Une activité professionnelle peut être exercée à titre d'indépendant, dans le cadre d'un contrat d'entreprise régi par le droit civil ou en tant que travailleur salarié, dans le cadre d'un contrat de travail régi par le droit social.

La différence fondamentale entre l'exercice d'une activité professionnelle à titre d'indépendant ou de travailleur salarié (ouvrier ou employé) réside dans l'existence ou non d'un lien d'autorité (également appelé lien de subordination) entre les parties au contrat.

Les deux formules présentent des avantages et des inconvénients. Toutefois, la collaboration indépendante est généralement considérée comme plus avantageuse pour l'entreprise car elle lui permet d'échapper :

  • aux charges patronales, puisque l'entreprise ne devra payer que la rémunération pure et simple. C'est l'indépendant lui-même qui devra s'acquitter des charges fiscales et sociales et ce dernier ne ressortira pas du système de sécurité sociale des travailleurs salariés.
  • aux règles contraignantes du droit du travail (ex : salaires minimums, temps de travail, congé de maternité, règles en cas de rupture du contrat, etc).

Une usurpation du statut d'indépendant constitue dès lors une fraude sociale qui porte atteinte à notre système de sécurité sociale et qui préjudicie le « faux-indépendant » en le privant du système de sécurité sociale et des règles protectrices du droit du travail.

Pour ces raisons, le législateur a souhaité depuis longtemps fixer des règles en vue d'éviter que les parties qualifient leur relation d'indépendante alors que l'exécution concrète de l'activité fait apparaître un lien de subordination et donc un contrat de travail.

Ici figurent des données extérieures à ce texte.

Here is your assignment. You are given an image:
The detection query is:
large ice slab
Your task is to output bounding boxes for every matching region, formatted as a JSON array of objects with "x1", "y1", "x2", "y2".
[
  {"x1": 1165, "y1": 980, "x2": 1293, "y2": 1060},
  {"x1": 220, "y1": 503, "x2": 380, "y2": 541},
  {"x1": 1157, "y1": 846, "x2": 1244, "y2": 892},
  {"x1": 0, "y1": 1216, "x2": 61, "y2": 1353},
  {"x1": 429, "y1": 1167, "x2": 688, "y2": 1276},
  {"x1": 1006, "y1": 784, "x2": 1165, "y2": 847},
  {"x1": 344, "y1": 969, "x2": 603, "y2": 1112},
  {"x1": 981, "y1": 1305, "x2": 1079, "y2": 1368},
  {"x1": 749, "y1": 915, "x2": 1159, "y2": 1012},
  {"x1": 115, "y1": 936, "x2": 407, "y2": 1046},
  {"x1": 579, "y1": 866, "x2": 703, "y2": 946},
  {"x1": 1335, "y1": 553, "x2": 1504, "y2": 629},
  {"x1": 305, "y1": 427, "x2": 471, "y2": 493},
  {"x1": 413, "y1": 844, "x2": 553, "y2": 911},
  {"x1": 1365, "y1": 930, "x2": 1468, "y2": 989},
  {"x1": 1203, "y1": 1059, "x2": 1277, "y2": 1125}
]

A cette fin, en 2006, le législateur a adopté la loi sur les relations de travail.

Plus récemment, le gouvernement Di Rupo a fait de la lutte contre la « fausse indépendance» l'un de ses chevaux de bataille et a dès lors adapté la loi en vue de la rendre plus efficace, en tout cas, dans certains secteurs dits « à risques ». La loi du 25 août 2012 modifiant la loi sur les relations de travail a été publiée hier (11 septembre 2012) au Moniteur belge.

Dès l'origine, la loi avait pour objectif de :

a. fixer un cadre en vue de qualifier une relation de travail (les critères de qualification); et,
b. mettre en place une commission de règlement de la relation de travail.

a. Les critères de qualification

Conformément à la jurisprudence de la Cour de cassation, la volonté des parties constitue le principe général. Ces dernières qualifient en effet librement leur relation de travail.

Toutefois, il y aura requalification de la relation de travail et application du régime de sécurité sociale correspondant dans deux hypothèses :

- Hypothèse 1 : L'exécution de la relation de travail laisse apparaître la réunion de suffisamment d'éléments incompatibles avec la qualification donnée par les parties à leur relation de travail.

- Hypothèse 2 : La qualification donnée par les parties à leur relation de travail ne correspond pas à la nature de la relation de travail présumée par la loi et cette présomption n'a pas pu être renversée. La présomption ne concerne que certains secteurs et constitue la principale nouveauté apportée par le gouvernement Di Rupo dans ce domaine.

Hypothèse 1 : l'exécution est incompatible avec la qualification

Bien que la volonté des parties prime, l'exécution concrète de la relation de travail est essentielle. En effet, si l'exécution concrète démontre, malgré la qualification donnée, l'existence d'un lien d'autorité, la convention pourra être requalifiée en contrat de travail.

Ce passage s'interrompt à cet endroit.